He had fallen upon his back and was lying with face upturned in the sunlight shed through one of the windows. There was a great bruise under one eye and a gash in his cheek.
He had been stabbed twice in the breast, and from the[Pg 7] second wound still protruded the weapon used by his assailant, a knife driven home to the victim’s heart with all the merciless energy of bitter vengefulness, or utter desperation.
He was a man in middle life and of powerful build, a smooth-shaven man of dark complexion, close-cut hair, and a hard, somewhat sinister cast of features.
“Do you know him?” asked Nick, after viewing the scene for several moments.
“No,” said Chick. “Do you?”
Nick stepped into the room and bent above the corpse.
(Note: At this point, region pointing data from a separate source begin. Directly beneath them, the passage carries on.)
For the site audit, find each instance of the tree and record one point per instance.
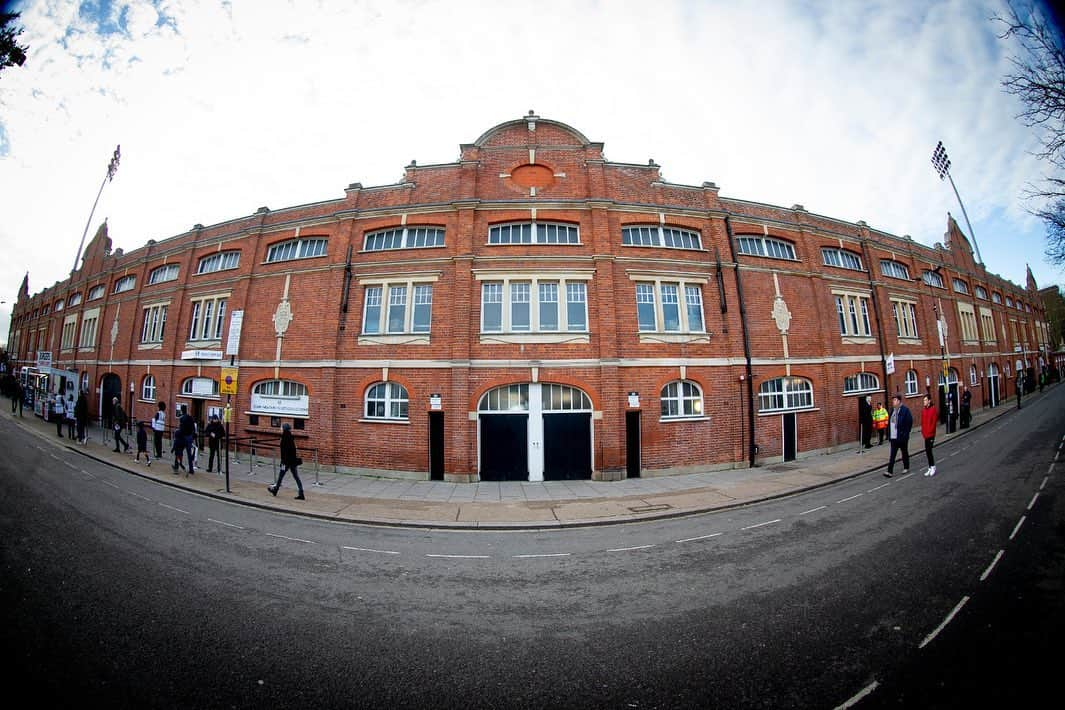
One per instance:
(11, 52)
(1038, 81)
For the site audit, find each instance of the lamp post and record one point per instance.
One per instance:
(941, 163)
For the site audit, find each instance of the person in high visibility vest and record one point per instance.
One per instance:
(880, 422)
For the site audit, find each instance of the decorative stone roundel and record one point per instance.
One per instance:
(533, 176)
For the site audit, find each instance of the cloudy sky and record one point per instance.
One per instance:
(222, 108)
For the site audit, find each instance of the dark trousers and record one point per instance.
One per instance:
(295, 474)
(897, 445)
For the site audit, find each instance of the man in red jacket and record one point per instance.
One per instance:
(929, 419)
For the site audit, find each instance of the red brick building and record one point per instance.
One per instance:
(530, 311)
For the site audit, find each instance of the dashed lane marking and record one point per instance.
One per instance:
(990, 566)
(941, 626)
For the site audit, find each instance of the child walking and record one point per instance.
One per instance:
(142, 443)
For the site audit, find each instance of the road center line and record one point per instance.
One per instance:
(941, 626)
(228, 525)
(688, 540)
(1019, 523)
(758, 525)
(990, 566)
(295, 540)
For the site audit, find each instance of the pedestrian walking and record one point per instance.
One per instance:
(290, 461)
(215, 432)
(69, 417)
(81, 416)
(880, 423)
(118, 423)
(142, 443)
(865, 422)
(898, 434)
(930, 417)
(158, 427)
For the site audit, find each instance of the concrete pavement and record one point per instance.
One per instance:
(510, 505)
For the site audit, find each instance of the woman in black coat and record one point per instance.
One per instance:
(290, 461)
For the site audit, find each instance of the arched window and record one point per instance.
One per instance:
(148, 387)
(912, 385)
(682, 399)
(861, 382)
(785, 393)
(387, 400)
(280, 398)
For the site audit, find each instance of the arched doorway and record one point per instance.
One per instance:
(535, 432)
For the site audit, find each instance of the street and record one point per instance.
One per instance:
(908, 592)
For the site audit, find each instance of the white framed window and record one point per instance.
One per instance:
(218, 262)
(912, 383)
(164, 273)
(682, 399)
(154, 322)
(148, 387)
(666, 307)
(785, 393)
(404, 237)
(861, 382)
(765, 246)
(125, 283)
(534, 232)
(932, 279)
(395, 308)
(659, 235)
(301, 248)
(387, 400)
(208, 318)
(840, 258)
(535, 304)
(852, 312)
(895, 269)
(905, 318)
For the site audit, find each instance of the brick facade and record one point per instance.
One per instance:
(543, 171)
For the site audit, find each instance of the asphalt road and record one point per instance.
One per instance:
(908, 592)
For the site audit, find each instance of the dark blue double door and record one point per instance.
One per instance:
(505, 447)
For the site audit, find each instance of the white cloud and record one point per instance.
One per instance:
(222, 108)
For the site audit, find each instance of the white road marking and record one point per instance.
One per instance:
(295, 540)
(688, 540)
(990, 566)
(228, 525)
(859, 696)
(941, 626)
(758, 525)
(1019, 523)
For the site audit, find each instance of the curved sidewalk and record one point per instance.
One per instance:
(511, 505)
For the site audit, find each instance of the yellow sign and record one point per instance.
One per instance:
(227, 383)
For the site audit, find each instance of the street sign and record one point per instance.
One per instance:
(227, 383)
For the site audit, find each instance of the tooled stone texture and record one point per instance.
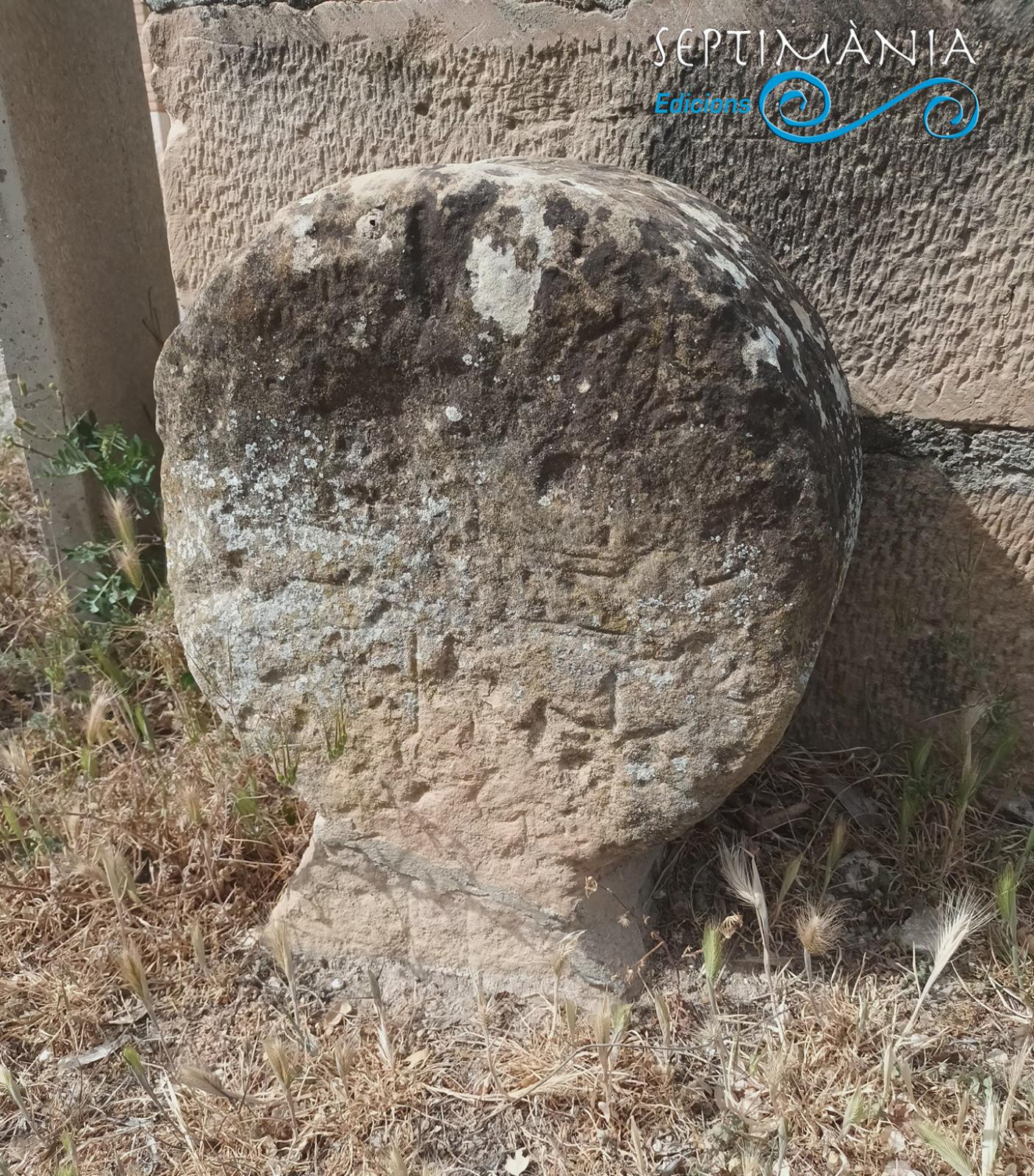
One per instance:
(914, 247)
(544, 472)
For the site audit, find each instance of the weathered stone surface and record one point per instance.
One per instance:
(914, 247)
(550, 478)
(86, 288)
(938, 609)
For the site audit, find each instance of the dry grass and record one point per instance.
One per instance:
(148, 1028)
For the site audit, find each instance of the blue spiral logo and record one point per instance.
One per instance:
(800, 98)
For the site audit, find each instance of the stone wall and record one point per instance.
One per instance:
(914, 250)
(86, 292)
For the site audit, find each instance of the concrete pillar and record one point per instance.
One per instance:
(86, 291)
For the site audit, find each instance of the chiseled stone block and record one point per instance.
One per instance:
(550, 478)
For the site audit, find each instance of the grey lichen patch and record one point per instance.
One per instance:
(546, 474)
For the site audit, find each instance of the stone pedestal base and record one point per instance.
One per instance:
(372, 903)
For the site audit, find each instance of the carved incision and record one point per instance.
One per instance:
(545, 470)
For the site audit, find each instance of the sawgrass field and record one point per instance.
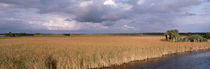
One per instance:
(85, 51)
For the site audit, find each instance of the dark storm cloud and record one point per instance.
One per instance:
(121, 15)
(18, 26)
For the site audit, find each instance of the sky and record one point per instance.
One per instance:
(104, 16)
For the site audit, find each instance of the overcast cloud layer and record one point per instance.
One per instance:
(104, 16)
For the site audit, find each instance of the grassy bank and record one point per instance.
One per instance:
(86, 51)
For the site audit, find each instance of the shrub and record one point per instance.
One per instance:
(196, 38)
(207, 36)
(172, 35)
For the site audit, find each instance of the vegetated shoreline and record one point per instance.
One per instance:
(149, 60)
(89, 51)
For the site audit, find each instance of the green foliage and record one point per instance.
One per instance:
(172, 35)
(207, 36)
(196, 38)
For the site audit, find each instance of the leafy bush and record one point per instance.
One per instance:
(196, 38)
(207, 36)
(172, 35)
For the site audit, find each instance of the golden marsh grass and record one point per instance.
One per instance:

With the tip of his finger he lifted the dead man’s upper lip, revealing a quantity of gold bridgework on three of the teeth. He turned the left hand, also, and found that part of the third finger had been amputated.
“I thought I recognized him,” he remarked, rising and glancing again at the battered face. “We have his photograph in our album.”
“Who is he?” Chick questioned.
“Cornelius Taggart,” said Nick. “Better known to the police as Connie Taggart.”
“By Jove, you’re right,” Chick declared, gazing. “I recognize him, now. Connie Taggart, the yegg and cracksman.”